Keluarga juga berperan besar dalam pembentukan karakter dan perilaku individu. Meskipun lingkungan di luar keluarga juga dapat mempengaruhi sifat individu, namun keluarga tetap menjadi tempat utama dimana individu diajarkan tentang nilai dan norma, termasuk juga kekerasan. Menurut Social Learning Theory yang dikemukakan Bandura, anak dapat meniru perilaku kekerasan yang didapat dari orangtuanya meskipun tidak ada reinforcement berupa reward dan punishment. Dengan demikian, perilaku komunikasi yang diterapkan oleh orangtua kelak akan diterapkan juga oleh anak dalam berkomunikasi.
Komunikasi merupakan hal yang penting untuk mempererat hubungan keluarga. Komunikasi yang baik akan membuat keluarga lebih kuat dan harmonis. Namun tidak jarang komunikasi yang sarat dengan kekerasan terjadi di dalam keluarga. Kekerasan disini tidak selalu berupa makian yang berisi “kebun binatang” atau kata-kata yang tidak baik. Kalimat teguran, kritik, sindiran, pengancaman berlebihan, atau bahkan pujian yang menyakiti anak sudah merupakan komunikasi dengan kekerasan. Kalimat seperti “baju kamu ga matching!”, “kamu akan mama pukul kalau makananmu tidak habis”, atau “wah tumben sekali kamu bangun pagi!” adalah salah satu contoh komunikasi dengan kekerasan.
Komunikasi tanpa kekerasan akan memupuk penghormatan, perhatian dan empati, serta memunculkan keinginan bersama (mutual desire) untuk memberi dari hati. Komunikasi tanpa kekerasan mampu memperkuat kemampuan kita untuk meraih inspirasi bela rasa dari orang lain dan merespons secara bela rasa kepada orang lain dan kepada diri kita sendiri. Komunikasi tanpa kekerasan juga membimbing kita untuk menyusun kembali kerangka tentang bagaimana kita mengungkapkan diri kita dan mendengarkan orang lain dengan mengarahkan perhatian kita terhadap apa yang sedang kita cermati, rasakan, butuhkan dan inginkan.

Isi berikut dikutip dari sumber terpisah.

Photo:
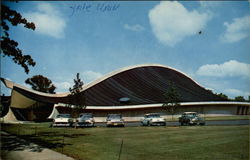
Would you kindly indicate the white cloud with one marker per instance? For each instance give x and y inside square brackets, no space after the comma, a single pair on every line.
[48,20]
[210,4]
[136,27]
[235,92]
[172,22]
[230,68]
[239,29]
[63,86]
[89,76]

Menurut Marshall B. Rosenberg, PhD., kekerasan dalam bentuk apapun adalah ekspresi tragis kebutuhan kita yang tak terpenuhi. Komunikasi dengan kekerasan tentunya akan berdampak buruk pada anak. Anak akan menjadi orang yang terbiasa berpikir negatif. Teguran yang ia dapatkan akan membuatnya merasa tidak disayang, sedangkan pujian yang diberikan bisa dianggap sebagai suatu sindirian. Selain itu, komunikasi dengan kekerasan akan membuat anak tidak memiliki keberanian untuk mengungkapkan pendapatnya. Anak bisa menjadi pasif, tertutup, atau bahkan tidak berani mencoba hal baru karena takut salah. Hubungan anak dan orangtua pun menjandi renggang karena hal-hal tersebut.
Tentunya komunikasi verbal juga harus diimbangi dengan komunikasi non verbal yang yang sesuai. Contohnya dengan memberikan pujian dengan sentuhan atau pelukan ringan, menyatakan rasa sayang dengan intonasi yang baik, atau memberi perintah dengan volume suara yang tepat.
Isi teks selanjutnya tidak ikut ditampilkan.